Because there is such a single focus here, single focus there, the garden suffers from ugly patches of plants not at their glory. One of the big reasons that you mix plants in borders and such is to have constant interest–so everything doesn’t just up and die at once, leaving you with a dead looking garden.

The place that the Memphis Botanical Garden really shines, however, is in its Japanese Garden. There is a lovely half-moon bridge and a nice use of bamboo, sedges and other plants native to the region.
Nevertheless, it’s worth a visit and a stroll, particularly if you’re going to visit the Dixon Gallery and Gardens, which is located right across the road. (More on that next.)
By the way, if I play my cards right, I may also be visiting the Chicago Botanical Garden next week. I’m keeping my fingers crossed that I”ll have time.
Posted In: Gardening, Lifestyle, Travel
May 6th, 2007
I was at the local garden center yesterday when a worried looking man and his wife asked the clerk for directions to the Japanese Beetle traps. “Eeeep…!!!”
I stopped myself and managed a little cough. It was none of my business.

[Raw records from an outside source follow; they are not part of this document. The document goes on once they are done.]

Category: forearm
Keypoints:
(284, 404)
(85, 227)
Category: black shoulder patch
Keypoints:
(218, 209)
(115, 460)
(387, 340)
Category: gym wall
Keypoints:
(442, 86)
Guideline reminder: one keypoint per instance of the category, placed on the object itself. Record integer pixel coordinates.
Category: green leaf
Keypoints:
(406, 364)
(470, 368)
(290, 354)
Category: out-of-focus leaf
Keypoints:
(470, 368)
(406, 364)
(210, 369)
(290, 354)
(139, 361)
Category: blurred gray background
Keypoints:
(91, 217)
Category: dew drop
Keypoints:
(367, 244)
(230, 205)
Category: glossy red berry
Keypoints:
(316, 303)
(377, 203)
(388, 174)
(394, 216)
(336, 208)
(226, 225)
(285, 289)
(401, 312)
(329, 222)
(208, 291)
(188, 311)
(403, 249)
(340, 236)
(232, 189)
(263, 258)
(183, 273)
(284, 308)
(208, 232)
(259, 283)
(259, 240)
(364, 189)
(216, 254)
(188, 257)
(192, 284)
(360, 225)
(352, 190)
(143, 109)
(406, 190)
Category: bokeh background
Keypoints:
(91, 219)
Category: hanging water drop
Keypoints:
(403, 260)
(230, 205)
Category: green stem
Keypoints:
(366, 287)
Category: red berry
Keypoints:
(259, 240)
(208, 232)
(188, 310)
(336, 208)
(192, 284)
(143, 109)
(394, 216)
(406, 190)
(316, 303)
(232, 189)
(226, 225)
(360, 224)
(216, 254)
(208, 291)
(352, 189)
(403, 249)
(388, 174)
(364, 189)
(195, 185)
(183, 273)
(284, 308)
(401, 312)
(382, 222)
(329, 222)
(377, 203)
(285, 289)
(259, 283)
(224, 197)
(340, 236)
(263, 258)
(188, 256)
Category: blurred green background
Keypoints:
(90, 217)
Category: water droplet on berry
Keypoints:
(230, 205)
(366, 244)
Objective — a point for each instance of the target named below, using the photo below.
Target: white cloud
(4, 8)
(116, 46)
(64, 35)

Besides, who am I anyway to be giving advice on beetles?
The clerk obligingly directed the shopper to a large and colorful display that explains why these hideously ugly traps pop up like weeds on the lawns of ambitious homeowners.
The idea with these traps is that the odor of the female virgin beetle implanted on a disk hovering over a plastic bag on a stick convinces all the other beetles to fly into the bag from which there is no escape. It’s kinda like their own Hotel California. They can check out but they can never leave.
Actually, the traps work amazingly well if you get your jollies by collecting a bag of beetles. They do, indeed, fly right into that bag and stay there.
But if your goal instead is to protect your plants from the beetle invasion, the traps don’t work one whit. Instead of protecting the plants they attract even MORE beetles to your yard where most of them stop for a handy plant snack on the way. Countless university researchers have demonstrated that only highly strategic use of the bags, which most homeowners, especially those with neighbors, can’t manage.
Around here the beetles show up with alarming predictability on June 1. I don’t know if they coordinate their emergence from under my lawn for that date or if I’m just particularly alert then, but that’s when I suddenly see LOTS of Japanese Beetles.
So if traps are out of the question, what’s a gardener to do?
Well, of course, there’s always the nuclear approach of spraying chemicals. But what if you’re like me and are worried about the birds, bees and other critters that could suffer collateral damage?
The experts (who, by the way, seem to have quite a lot of time on their hands) suggest a strategy of “hand picking.” That means you go out there every day, pick the beetles off the bushes and drop them into a bucket of soapy water, thereby committing beetle genocide with your own bare hands.
I have to admit that as satisfying as this sounds, in the past this strategy has not worked for me. What is one person with just two hands against THOUSANDS of beetles? Not to mention the fact that I’m totally creeped out by touching bugs. But in reading more about hand picking in preparation for the impending invasion, I see there is a method to the madness.
The idea is that if you can get out there early enough and frequently enough, you can minimize the damage. See, beetles and beetle damage beget more beetles and beetle damage. Once the beasties get a start on the bushes, other beetles come to join the feast. If you can stop them in the first place—or at least minimize them—then fewer beetles will be motivated to join them.
Of course, that still supposes that you have time on your hands to go out every single cotton pickin’ day to pick bugs.
Nevertheless, I figure I’ll give it a try. I can always fall back on the organic insecticidal soaps and other home remedies I’ve been reading about. In the meantime, I will continue to squelch the urge to lecture strangers about the beetle bags. But I will still hold forth among my pals on the subject, cause "Friends don’t let friends use beetle bags."